Mark didn’t dare linger in case Bainswell came looking for him. That bastard—Mark had never met anyone like him. The first time Mark fought back, Bainswell had laughed. He’d enjoyed the brutality more.
Mark set off for his room, every sense hunting for the slightest hint of ambush. He would never run, and he’d never hide, but that thin, watery courage had led to some nasty beatings.
A knock startled him. Someone had arrived at the front door just as Mark crossed the foyer. Heart still tapping fast and light, Mark opened the door. “Lord Argenwain’s residence. May I help you?”
Obsidian stood out in the snow about a dozen feet from the manor’s entrance. The wind threw aside any protection his cloak might offer and savaged his silks and lace, turning the young jester into a beautiful yet seemingly ragged thing. He wasn’t wearing his mask, but he had makeup on his lips and eyes. He gripped a silk purse with a heavy brass clasp in his left hand while his right rested on his rapier.
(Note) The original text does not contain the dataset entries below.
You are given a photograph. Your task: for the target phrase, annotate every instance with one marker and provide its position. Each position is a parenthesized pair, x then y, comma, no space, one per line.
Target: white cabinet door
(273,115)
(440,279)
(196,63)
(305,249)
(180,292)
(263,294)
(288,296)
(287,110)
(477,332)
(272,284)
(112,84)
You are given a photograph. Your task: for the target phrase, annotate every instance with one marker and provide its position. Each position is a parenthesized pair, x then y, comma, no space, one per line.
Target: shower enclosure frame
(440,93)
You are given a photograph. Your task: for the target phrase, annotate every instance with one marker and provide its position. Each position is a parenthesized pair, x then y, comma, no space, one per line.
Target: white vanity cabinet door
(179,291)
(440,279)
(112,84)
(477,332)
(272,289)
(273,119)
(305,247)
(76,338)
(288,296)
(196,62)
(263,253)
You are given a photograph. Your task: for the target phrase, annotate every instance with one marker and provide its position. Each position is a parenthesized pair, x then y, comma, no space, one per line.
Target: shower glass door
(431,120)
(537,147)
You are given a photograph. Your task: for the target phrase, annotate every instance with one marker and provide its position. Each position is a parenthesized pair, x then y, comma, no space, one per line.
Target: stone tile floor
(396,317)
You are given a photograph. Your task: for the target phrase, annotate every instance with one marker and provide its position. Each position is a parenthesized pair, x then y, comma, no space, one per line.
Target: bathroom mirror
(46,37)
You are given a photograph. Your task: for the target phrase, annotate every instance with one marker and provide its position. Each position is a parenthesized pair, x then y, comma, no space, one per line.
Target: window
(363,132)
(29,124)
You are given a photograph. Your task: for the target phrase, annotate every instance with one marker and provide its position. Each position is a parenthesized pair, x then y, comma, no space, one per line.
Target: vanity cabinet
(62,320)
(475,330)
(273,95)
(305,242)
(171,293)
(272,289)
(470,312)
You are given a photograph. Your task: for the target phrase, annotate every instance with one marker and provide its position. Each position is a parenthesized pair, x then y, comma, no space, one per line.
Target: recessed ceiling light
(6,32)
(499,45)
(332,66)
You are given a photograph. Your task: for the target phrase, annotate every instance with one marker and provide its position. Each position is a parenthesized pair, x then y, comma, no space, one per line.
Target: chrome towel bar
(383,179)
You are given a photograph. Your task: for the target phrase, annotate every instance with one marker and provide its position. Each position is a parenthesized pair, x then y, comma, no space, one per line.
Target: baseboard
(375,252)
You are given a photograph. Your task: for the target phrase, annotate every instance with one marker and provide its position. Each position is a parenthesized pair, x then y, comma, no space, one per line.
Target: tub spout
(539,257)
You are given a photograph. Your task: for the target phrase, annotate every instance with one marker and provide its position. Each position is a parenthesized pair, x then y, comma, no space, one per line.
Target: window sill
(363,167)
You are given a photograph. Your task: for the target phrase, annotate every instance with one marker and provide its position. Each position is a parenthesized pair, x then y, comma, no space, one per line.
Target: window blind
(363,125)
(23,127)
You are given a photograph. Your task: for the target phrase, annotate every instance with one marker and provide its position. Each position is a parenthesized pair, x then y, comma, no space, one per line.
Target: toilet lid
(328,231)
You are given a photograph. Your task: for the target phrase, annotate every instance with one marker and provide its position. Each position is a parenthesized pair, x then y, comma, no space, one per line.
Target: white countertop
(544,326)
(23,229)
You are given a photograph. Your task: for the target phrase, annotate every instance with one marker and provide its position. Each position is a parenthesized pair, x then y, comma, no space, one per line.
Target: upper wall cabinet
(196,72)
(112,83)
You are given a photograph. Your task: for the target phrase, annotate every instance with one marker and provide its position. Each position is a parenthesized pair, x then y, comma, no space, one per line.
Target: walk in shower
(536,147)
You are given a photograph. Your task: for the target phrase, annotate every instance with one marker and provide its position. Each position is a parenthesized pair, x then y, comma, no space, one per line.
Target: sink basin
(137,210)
He faced the gate for a long moment before he trotted lightly up the granite walkway to the door. “Mark—is Gutter here?”
“No.” The way Obsidian’s breath came so sharply and the fearful glances he cast into the manor and back out made Mark’s skin prickle.
The peace ties on Obsidian’s pistol and rapier fluttered loose in the wind.
Mark opened the door a little wider, not sure if he should invite the jester in. “He’s been gone all winter and we don’t expect him for at least a month.”
Obsidian closed his eyes and nodded. “Good.”